Susanna Rowson and the Reform of Women's Education, 1780-1820: Teaching strategy

 

 

 

Introduction

In U.S. history, education has been promoted as a remedy for many types of social issues and problems. In the early republic, reformers and educators such as Susanna Rowson advocated higher education as a way to enable women to manage their sexual vulnerability—that is, to make rational choices about who to marry and about how to be virtuous women (and wives). The documents in this section explore this issue by highlighting the problems women faced and detailing the education offered at Rowson’s Young Ladies' Academy in Boston.

Objectives

  • To explore how reformers such as Mary Wollstonecraft and Judith Sargent Murray critiqued women’s lot in the early republic
  • To understand why concerns about women’s sexual vulnerability increased in the early republic and to determine why education was viewed as a (partial) solution
  • To consider the experience of young women at Susanna Rowson's academy—the content of their education and the choices it created for them

Lesson Ideas

1. Read documents 1, 8, and 9. Documents 1 and 8 were written by Philadelphia stateman and physician Benjamin Rush, a proponent of expanded education for both men and women in the new nation. How did Rush place his call for expanded education into the context of revolutionary America; that is, why did he think better education was especially necessary in the new nation? In what specific ways did Rush and Benjamin Say, a trustee at the Young Ladies' Academy in Philadelphia, see women's education as an important component of this project (document 9)?
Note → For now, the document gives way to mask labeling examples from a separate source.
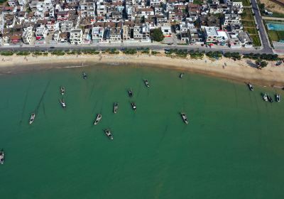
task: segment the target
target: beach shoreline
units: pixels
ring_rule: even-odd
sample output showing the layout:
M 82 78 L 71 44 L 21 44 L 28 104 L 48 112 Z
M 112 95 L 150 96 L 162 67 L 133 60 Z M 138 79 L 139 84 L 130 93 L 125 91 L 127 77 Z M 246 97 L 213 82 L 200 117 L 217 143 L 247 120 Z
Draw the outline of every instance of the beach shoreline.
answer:
M 257 69 L 254 60 L 242 59 L 234 61 L 222 58 L 212 60 L 208 58 L 195 60 L 168 57 L 165 55 L 65 55 L 64 56 L 0 56 L 0 74 L 16 74 L 31 70 L 96 65 L 124 65 L 156 67 L 188 71 L 237 82 L 282 88 L 284 86 L 284 67 L 268 62 L 266 68 Z

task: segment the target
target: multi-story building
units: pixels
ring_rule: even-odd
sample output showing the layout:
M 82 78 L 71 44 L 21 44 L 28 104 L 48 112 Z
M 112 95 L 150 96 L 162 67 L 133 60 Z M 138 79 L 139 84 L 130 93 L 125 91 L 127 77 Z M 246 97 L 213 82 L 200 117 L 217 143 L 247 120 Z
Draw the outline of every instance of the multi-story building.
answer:
M 82 44 L 83 41 L 83 32 L 80 28 L 72 28 L 70 31 L 70 41 L 71 44 Z

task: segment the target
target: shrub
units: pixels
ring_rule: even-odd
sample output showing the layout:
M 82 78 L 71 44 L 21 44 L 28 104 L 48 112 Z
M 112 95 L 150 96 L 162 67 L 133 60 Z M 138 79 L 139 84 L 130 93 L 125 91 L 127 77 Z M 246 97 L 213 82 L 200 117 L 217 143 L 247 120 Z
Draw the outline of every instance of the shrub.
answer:
M 22 55 L 22 56 L 27 56 L 31 54 L 29 51 L 18 51 L 16 55 Z
M 13 55 L 13 51 L 1 51 L 0 52 L 0 55 L 3 55 L 3 56 L 11 56 Z

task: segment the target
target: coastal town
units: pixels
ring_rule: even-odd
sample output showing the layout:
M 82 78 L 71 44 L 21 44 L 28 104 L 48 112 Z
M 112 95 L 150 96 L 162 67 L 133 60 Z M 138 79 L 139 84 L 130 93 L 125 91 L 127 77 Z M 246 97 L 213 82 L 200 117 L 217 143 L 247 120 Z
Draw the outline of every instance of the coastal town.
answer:
M 231 0 L 9 0 L 0 6 L 0 48 L 154 43 L 257 49 L 258 25 L 250 34 L 242 23 L 251 11 Z

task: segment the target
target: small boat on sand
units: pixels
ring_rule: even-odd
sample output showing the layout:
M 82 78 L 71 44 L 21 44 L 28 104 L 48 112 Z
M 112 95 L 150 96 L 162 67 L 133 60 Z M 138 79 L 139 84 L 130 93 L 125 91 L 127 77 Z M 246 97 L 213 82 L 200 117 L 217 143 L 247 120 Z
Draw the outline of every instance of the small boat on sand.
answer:
M 119 103 L 115 102 L 114 104 L 114 113 L 116 113 L 119 109 Z
M 280 95 L 279 94 L 275 95 L 275 99 L 276 99 L 277 102 L 280 102 Z
M 111 131 L 108 129 L 104 130 L 104 133 L 107 136 L 107 137 L 111 140 L 114 139 L 114 137 L 111 135 Z
M 87 79 L 87 73 L 86 73 L 86 72 L 83 72 L 83 79 L 84 79 L 84 80 L 86 80 L 86 79 Z
M 183 122 L 184 122 L 186 124 L 188 124 L 188 120 L 187 120 L 187 117 L 185 113 L 181 112 L 181 113 L 180 113 L 180 115 L 181 115 L 182 117 Z
M 64 87 L 60 87 L 61 95 L 63 95 L 65 93 L 65 88 Z
M 248 83 L 248 87 L 250 90 L 253 91 L 253 87 L 251 83 Z
M 101 119 L 102 119 L 102 114 L 98 114 L 97 115 L 96 120 L 95 120 L 94 122 L 94 125 L 98 124 L 99 122 L 99 121 L 101 120 Z
M 65 108 L 66 107 L 66 104 L 65 104 L 65 101 L 64 100 L 64 99 L 59 100 L 59 102 L 60 102 L 60 104 L 62 107 L 62 108 Z
M 264 101 L 268 102 L 268 98 L 267 98 L 267 94 L 266 93 L 263 93 L 262 94 L 262 98 L 263 99 Z
M 36 114 L 35 113 L 32 113 L 31 114 L 31 118 L 30 118 L 30 124 L 33 124 L 33 121 L 35 120 L 35 117 L 36 117 Z
M 136 109 L 136 105 L 134 102 L 131 102 L 132 109 L 135 111 Z
M 145 83 L 145 85 L 146 85 L 147 87 L 150 87 L 149 82 L 148 81 L 148 80 L 144 80 L 144 83 Z
M 131 90 L 131 89 L 129 89 L 129 90 L 128 90 L 128 92 L 129 92 L 129 97 L 133 97 L 133 92 L 132 92 L 132 90 Z
M 0 151 L 0 163 L 1 164 L 4 163 L 4 151 L 3 150 L 3 149 Z

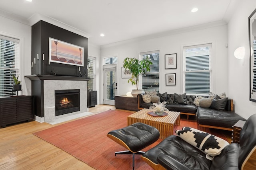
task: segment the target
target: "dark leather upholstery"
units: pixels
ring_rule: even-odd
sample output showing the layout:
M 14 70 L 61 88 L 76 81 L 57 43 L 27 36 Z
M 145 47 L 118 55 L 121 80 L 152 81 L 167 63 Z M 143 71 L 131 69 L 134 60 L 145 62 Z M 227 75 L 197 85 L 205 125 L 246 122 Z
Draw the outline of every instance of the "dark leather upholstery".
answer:
M 136 123 L 108 133 L 125 143 L 132 152 L 137 152 L 152 144 L 159 138 L 159 131 L 155 128 Z
M 144 103 L 142 99 L 142 95 L 138 94 L 139 98 L 139 106 L 140 108 L 148 109 L 152 103 Z M 176 104 L 174 103 L 175 98 L 174 94 L 167 94 L 167 102 L 166 107 L 170 111 L 179 111 L 183 113 L 188 113 L 196 114 L 196 106 L 194 104 L 194 101 L 196 98 L 195 96 L 187 95 L 186 96 L 186 104 Z
M 166 106 L 166 107 L 169 110 L 174 111 L 190 113 L 194 113 L 196 112 L 196 106 L 195 105 L 173 104 L 168 104 Z
M 256 146 L 256 114 L 251 115 L 244 125 L 240 132 L 240 156 L 238 164 L 240 169 L 251 149 Z
M 239 120 L 246 119 L 231 111 L 218 110 L 197 107 L 197 120 L 199 124 L 232 128 Z
M 250 153 L 255 152 L 256 114 L 246 121 L 240 132 L 240 145 L 232 143 L 227 146 L 212 162 L 196 147 L 179 137 L 172 135 L 146 152 L 142 157 L 168 170 L 241 170 Z M 255 160 L 251 161 L 250 169 L 256 169 Z
M 209 169 L 212 163 L 210 160 L 206 159 L 205 154 L 202 152 L 176 135 L 168 137 L 156 146 L 146 152 L 142 156 L 155 164 L 158 164 L 157 156 L 161 153 L 176 160 L 178 163 L 177 167 L 180 166 L 180 164 L 191 169 Z

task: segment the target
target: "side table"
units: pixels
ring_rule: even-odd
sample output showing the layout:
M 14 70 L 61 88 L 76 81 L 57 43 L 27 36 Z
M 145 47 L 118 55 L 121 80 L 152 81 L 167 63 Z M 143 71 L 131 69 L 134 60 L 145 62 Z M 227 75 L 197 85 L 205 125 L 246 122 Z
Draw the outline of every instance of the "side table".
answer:
M 240 143 L 240 132 L 245 123 L 245 121 L 239 120 L 233 126 L 232 143 Z

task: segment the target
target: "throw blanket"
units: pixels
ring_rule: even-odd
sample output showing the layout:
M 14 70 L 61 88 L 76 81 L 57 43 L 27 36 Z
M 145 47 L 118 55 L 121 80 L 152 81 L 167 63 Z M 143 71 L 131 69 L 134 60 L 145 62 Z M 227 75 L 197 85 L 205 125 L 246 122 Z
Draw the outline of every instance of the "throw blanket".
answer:
M 192 127 L 183 127 L 182 130 L 177 130 L 176 133 L 184 141 L 205 153 L 206 158 L 210 160 L 220 154 L 221 150 L 229 145 L 221 138 Z

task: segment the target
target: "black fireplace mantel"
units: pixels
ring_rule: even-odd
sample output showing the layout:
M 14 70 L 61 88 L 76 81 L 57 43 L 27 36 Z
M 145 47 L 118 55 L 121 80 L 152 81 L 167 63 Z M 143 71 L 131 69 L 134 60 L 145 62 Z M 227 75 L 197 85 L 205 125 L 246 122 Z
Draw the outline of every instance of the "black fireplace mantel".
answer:
M 90 78 L 84 77 L 76 77 L 75 76 L 54 76 L 51 75 L 32 74 L 25 76 L 31 80 L 80 80 L 89 81 Z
2. Read documents 3, 4, and 10. In these documents, reformers Judith Sargent Murray and Mary Wollstonecraft both argue that women are creatures of social conditioning. What does this mean? How do they make this argument, and what do they say about women’s irrationality? How do you think their readers responded? Be prepared to discuss this in class and to point to specific passages in these documents that support Murray's and Wollstonecraft's changes.
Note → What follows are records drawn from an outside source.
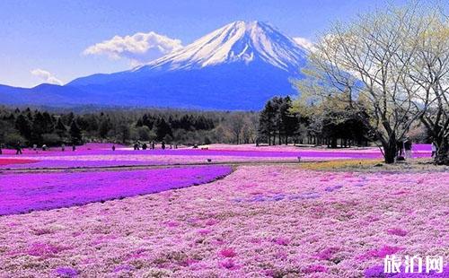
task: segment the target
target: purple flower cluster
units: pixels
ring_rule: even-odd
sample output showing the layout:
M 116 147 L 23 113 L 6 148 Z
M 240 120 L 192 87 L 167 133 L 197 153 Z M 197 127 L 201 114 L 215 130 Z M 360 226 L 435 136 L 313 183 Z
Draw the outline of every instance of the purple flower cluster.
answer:
M 125 198 L 207 183 L 227 166 L 0 176 L 0 215 Z

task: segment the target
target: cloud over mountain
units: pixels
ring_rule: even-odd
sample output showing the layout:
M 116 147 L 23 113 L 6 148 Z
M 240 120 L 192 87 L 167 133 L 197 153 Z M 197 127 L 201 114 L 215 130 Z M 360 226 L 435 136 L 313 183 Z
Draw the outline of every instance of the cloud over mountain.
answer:
M 301 38 L 301 37 L 295 37 L 293 38 L 295 41 L 300 45 L 301 47 L 304 48 L 307 50 L 313 51 L 315 46 L 314 43 L 312 42 L 312 40 L 305 39 L 305 38 Z
M 55 75 L 53 75 L 51 73 L 46 70 L 37 68 L 31 71 L 31 73 L 32 75 L 39 77 L 45 83 L 56 84 L 56 85 L 63 84 L 62 81 L 60 81 Z
M 131 65 L 138 65 L 181 48 L 180 39 L 150 31 L 125 37 L 114 36 L 110 39 L 90 46 L 83 54 L 105 55 L 111 59 L 125 58 L 129 60 Z

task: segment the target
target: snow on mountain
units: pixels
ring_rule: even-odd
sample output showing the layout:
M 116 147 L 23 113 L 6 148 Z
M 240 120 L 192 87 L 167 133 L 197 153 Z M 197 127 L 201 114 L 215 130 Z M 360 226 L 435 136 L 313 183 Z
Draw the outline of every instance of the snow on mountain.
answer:
M 0 103 L 257 110 L 274 95 L 296 94 L 289 79 L 301 78 L 307 54 L 268 23 L 235 22 L 132 70 L 64 86 L 0 86 Z
M 293 39 L 268 23 L 234 22 L 134 71 L 193 69 L 260 60 L 288 72 L 296 72 L 306 52 Z

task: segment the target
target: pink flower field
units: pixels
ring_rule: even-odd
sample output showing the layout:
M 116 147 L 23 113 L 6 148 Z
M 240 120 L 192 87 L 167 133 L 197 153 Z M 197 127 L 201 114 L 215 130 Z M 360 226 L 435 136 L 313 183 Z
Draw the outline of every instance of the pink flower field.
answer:
M 145 170 L 120 175 L 6 174 L 1 188 L 28 187 L 14 196 L 20 207 L 33 187 L 65 195 L 71 183 L 84 196 L 91 185 L 101 192 L 99 180 L 111 190 L 119 180 L 129 188 L 139 177 L 159 180 Z M 0 277 L 387 277 L 386 255 L 439 255 L 447 264 L 448 180 L 447 171 L 239 166 L 209 184 L 4 215 Z
M 54 149 L 48 152 L 26 150 L 23 155 L 13 155 L 7 150 L 2 157 L 8 163 L 2 163 L 1 169 L 71 169 L 98 168 L 143 165 L 179 165 L 207 162 L 264 162 L 264 161 L 324 161 L 333 160 L 372 160 L 381 159 L 382 153 L 377 148 L 363 149 L 316 149 L 295 146 L 255 147 L 250 145 L 211 145 L 207 150 L 176 149 L 131 151 L 124 146 L 118 146 L 117 151 L 110 150 L 110 144 L 90 143 L 78 147 L 75 152 L 60 152 Z M 429 145 L 416 145 L 413 151 L 415 158 L 430 157 Z M 13 160 L 21 160 L 13 163 Z

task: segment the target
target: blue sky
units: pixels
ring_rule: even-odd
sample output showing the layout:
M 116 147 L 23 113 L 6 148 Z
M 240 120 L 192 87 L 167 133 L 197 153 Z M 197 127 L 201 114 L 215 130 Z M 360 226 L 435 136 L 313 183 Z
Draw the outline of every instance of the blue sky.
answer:
M 0 2 L 0 84 L 31 87 L 46 81 L 65 83 L 95 73 L 127 70 L 143 59 L 162 55 L 180 44 L 187 45 L 237 20 L 269 22 L 291 37 L 313 40 L 330 22 L 350 19 L 384 3 L 3 0 Z M 138 32 L 147 34 L 143 37 L 145 41 L 163 43 L 163 52 L 145 56 L 139 52 L 136 57 L 132 56 L 133 51 L 138 51 L 134 48 L 119 55 L 114 52 L 117 46 L 123 47 L 129 40 L 135 43 L 136 37 L 126 39 L 126 36 Z M 114 36 L 119 37 L 110 41 Z M 105 40 L 109 41 L 96 45 Z M 95 47 L 86 51 L 92 46 Z M 141 51 L 145 50 L 144 48 Z

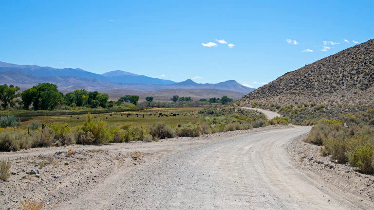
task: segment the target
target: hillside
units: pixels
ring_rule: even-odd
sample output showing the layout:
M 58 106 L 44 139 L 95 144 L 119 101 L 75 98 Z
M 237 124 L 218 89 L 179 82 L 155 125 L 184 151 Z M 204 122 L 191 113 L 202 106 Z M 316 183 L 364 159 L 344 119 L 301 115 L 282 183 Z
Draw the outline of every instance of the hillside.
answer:
M 201 98 L 221 98 L 224 96 L 238 100 L 244 95 L 244 93 L 240 92 L 215 89 L 164 89 L 150 91 L 113 89 L 102 92 L 108 93 L 111 99 L 114 100 L 117 100 L 126 95 L 137 95 L 140 97 L 140 101 L 145 101 L 147 96 L 153 96 L 155 101 L 169 101 L 170 98 L 175 95 L 181 97 L 191 97 L 194 101 Z
M 280 105 L 295 102 L 373 104 L 374 39 L 288 72 L 241 101 Z

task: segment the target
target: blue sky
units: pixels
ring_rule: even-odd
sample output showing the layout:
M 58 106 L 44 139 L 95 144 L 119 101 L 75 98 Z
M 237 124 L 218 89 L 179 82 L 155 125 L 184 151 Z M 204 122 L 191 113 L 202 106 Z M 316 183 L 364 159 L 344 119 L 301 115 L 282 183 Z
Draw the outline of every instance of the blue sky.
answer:
M 374 38 L 374 1 L 5 1 L 0 61 L 177 82 L 257 88 Z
3. Carefully examine documents 5, 6, and 7. What examples of women’s sexual vulnerability appear in these documents? What difference do you think it makes (if any) that the first document is fiction and the other two are nonfiction? Be prepared to discuss this in class.

4. Read documents 12A, 12B, 12C, 14, 15, and 17A and 17B, all excerpts from textbooks used at Susanna Rowson’s Young Ladies Academy. What examples do you find of practical education? Ornamental education? Academic education? How do they overlap, in both the texts and in Rowson’s vision of the education she was providing? Be prepared to discuss this in class.
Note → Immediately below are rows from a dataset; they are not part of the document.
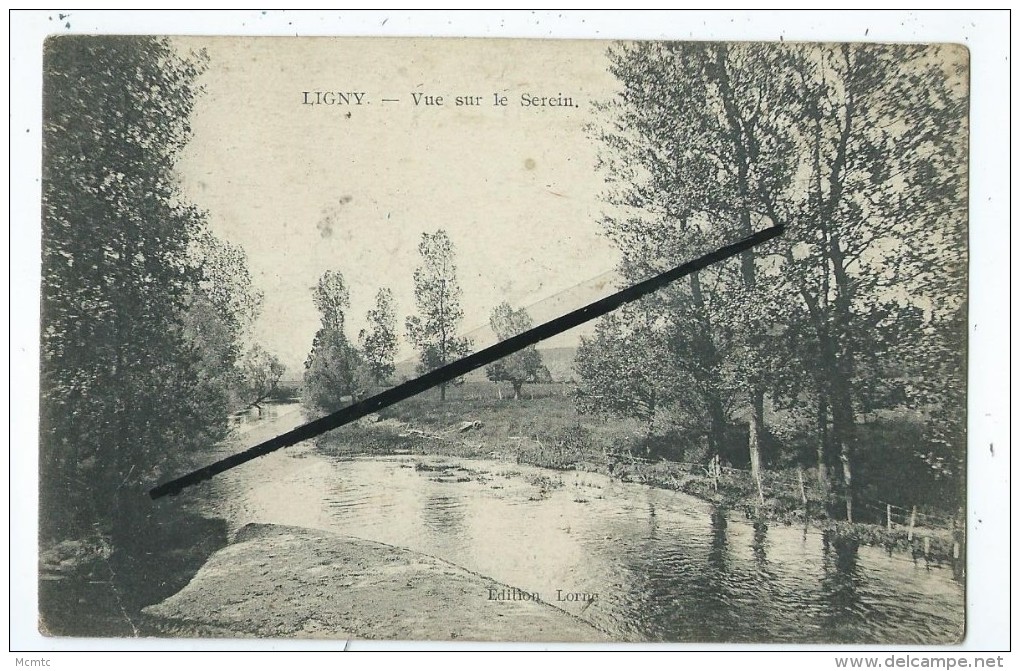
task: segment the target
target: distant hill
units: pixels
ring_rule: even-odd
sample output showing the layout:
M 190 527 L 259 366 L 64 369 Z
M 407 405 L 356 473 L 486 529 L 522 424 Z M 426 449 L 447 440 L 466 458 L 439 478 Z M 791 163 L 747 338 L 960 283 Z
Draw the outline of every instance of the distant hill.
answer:
M 551 347 L 543 349 L 540 346 L 539 353 L 542 355 L 542 361 L 546 364 L 546 367 L 549 368 L 549 372 L 553 376 L 554 382 L 566 382 L 574 378 L 573 360 L 574 355 L 577 353 L 577 348 Z M 403 380 L 417 377 L 417 359 L 408 359 L 398 362 L 396 365 L 397 370 L 394 374 L 394 379 Z M 468 381 L 484 381 L 489 379 L 486 377 L 484 368 L 472 370 L 465 375 L 464 378 Z

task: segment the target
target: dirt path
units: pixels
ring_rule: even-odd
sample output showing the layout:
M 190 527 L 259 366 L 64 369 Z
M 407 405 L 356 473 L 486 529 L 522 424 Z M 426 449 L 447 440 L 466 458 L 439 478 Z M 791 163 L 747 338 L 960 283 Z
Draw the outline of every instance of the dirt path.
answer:
M 302 417 L 288 413 L 211 454 L 250 447 Z M 322 530 L 325 458 L 301 444 L 217 476 L 199 493 L 209 515 L 235 530 L 181 591 L 146 608 L 167 635 L 401 640 L 598 641 L 591 624 L 442 559 Z M 246 491 L 269 487 L 259 497 Z M 262 510 L 256 501 L 272 501 Z M 251 523 L 264 520 L 279 524 Z M 318 528 L 316 528 L 318 527 Z M 501 596 L 510 599 L 500 599 Z M 495 598 L 493 598 L 495 597 Z
M 443 560 L 312 529 L 250 525 L 143 612 L 166 631 L 297 638 L 599 641 L 541 602 Z

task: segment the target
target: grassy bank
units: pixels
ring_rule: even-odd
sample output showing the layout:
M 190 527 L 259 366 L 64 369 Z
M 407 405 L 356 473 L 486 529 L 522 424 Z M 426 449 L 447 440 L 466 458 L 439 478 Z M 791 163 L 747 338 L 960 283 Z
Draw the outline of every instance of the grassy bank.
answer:
M 949 563 L 953 558 L 953 537 L 946 527 L 923 526 L 922 522 L 910 534 L 903 525 L 888 529 L 881 524 L 833 520 L 829 511 L 839 510 L 843 504 L 823 492 L 813 470 L 766 470 L 762 504 L 748 471 L 724 468 L 718 478 L 710 477 L 708 460 L 695 451 L 679 450 L 681 455 L 692 455 L 691 461 L 650 458 L 650 448 L 661 438 L 650 436 L 646 426 L 634 420 L 604 422 L 579 415 L 567 384 L 525 386 L 518 401 L 509 396 L 504 391 L 501 398 L 489 382 L 452 388 L 444 404 L 435 393 L 426 393 L 334 431 L 321 437 L 318 447 L 336 456 L 442 455 L 598 472 L 624 482 L 681 492 L 749 519 L 810 523 L 836 538 L 910 553 L 933 563 Z M 862 506 L 862 515 L 867 512 Z

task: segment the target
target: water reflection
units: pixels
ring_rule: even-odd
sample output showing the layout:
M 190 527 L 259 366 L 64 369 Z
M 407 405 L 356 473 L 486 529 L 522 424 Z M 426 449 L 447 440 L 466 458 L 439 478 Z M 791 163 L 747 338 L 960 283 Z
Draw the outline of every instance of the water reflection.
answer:
M 858 567 L 856 540 L 835 535 L 831 530 L 822 533 L 821 593 L 826 606 L 826 628 L 844 638 L 844 632 L 852 632 L 864 623 L 864 609 L 861 602 L 861 585 L 864 578 Z
M 962 631 L 963 588 L 949 569 L 810 528 L 756 526 L 673 492 L 592 474 L 581 486 L 562 472 L 498 462 L 464 462 L 466 477 L 416 470 L 421 458 L 300 457 L 253 466 L 286 463 L 285 475 L 277 468 L 263 481 L 302 505 L 282 507 L 273 487 L 238 487 L 259 516 L 244 521 L 441 557 L 539 591 L 621 640 L 937 643 Z M 537 496 L 533 482 L 549 481 L 562 484 Z M 582 610 L 556 603 L 557 589 L 599 598 Z
M 458 497 L 429 493 L 421 509 L 421 520 L 435 533 L 456 534 L 464 525 L 463 505 Z

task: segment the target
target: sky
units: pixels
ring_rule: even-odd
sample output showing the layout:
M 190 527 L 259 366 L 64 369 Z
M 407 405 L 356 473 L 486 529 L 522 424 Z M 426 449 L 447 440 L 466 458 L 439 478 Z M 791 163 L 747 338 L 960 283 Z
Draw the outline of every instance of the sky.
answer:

5. Carefully read Documents 18A, 18B, 18C, all public speeches given by girls attending academies in the early republic. What vision of women’s education appears in these speeches, and in what ways has academy education benefited the girls? Additionally, read document 19. What does this add to the picture? Finally, be prepared to discuss both the limits of education and possibilities education created for women as revealed by these excerpts.

Short (Creative) Assignments

Documents 18A, 18B, 18C are all addresses given at commencements of the Young Ladies Academy. Based on what you learned from these documents, imagine that you have just completed your education at Susanna Rowson’s academy and write your own commencement speech.

• In document 16, you see an advertisement for Susanna Rowson’s academy. Design another advertisement that might have been used for her school. Feel free to include images, but make sure to also include text that describes the academy experience.

Longer Assignment

• One question that has driven scholars of revolutionary America is whether the American Revolution was good for women. Read the following works about women’s education and experiences in the early republic: Linda Kerber’s Women of the Republic; Mary Beth Norton’s Liberty’s Daughters; and Margaret Nash's Women’s Education in the United States, 1780-1840. Write a short paper in which you make and support an argument how the Revolution contributed to changes in women's lives. Consider the possibilities that the Revolution opened for women and the limitations that remained. Make sure to consider your evaluation of the academy experience in making your argument.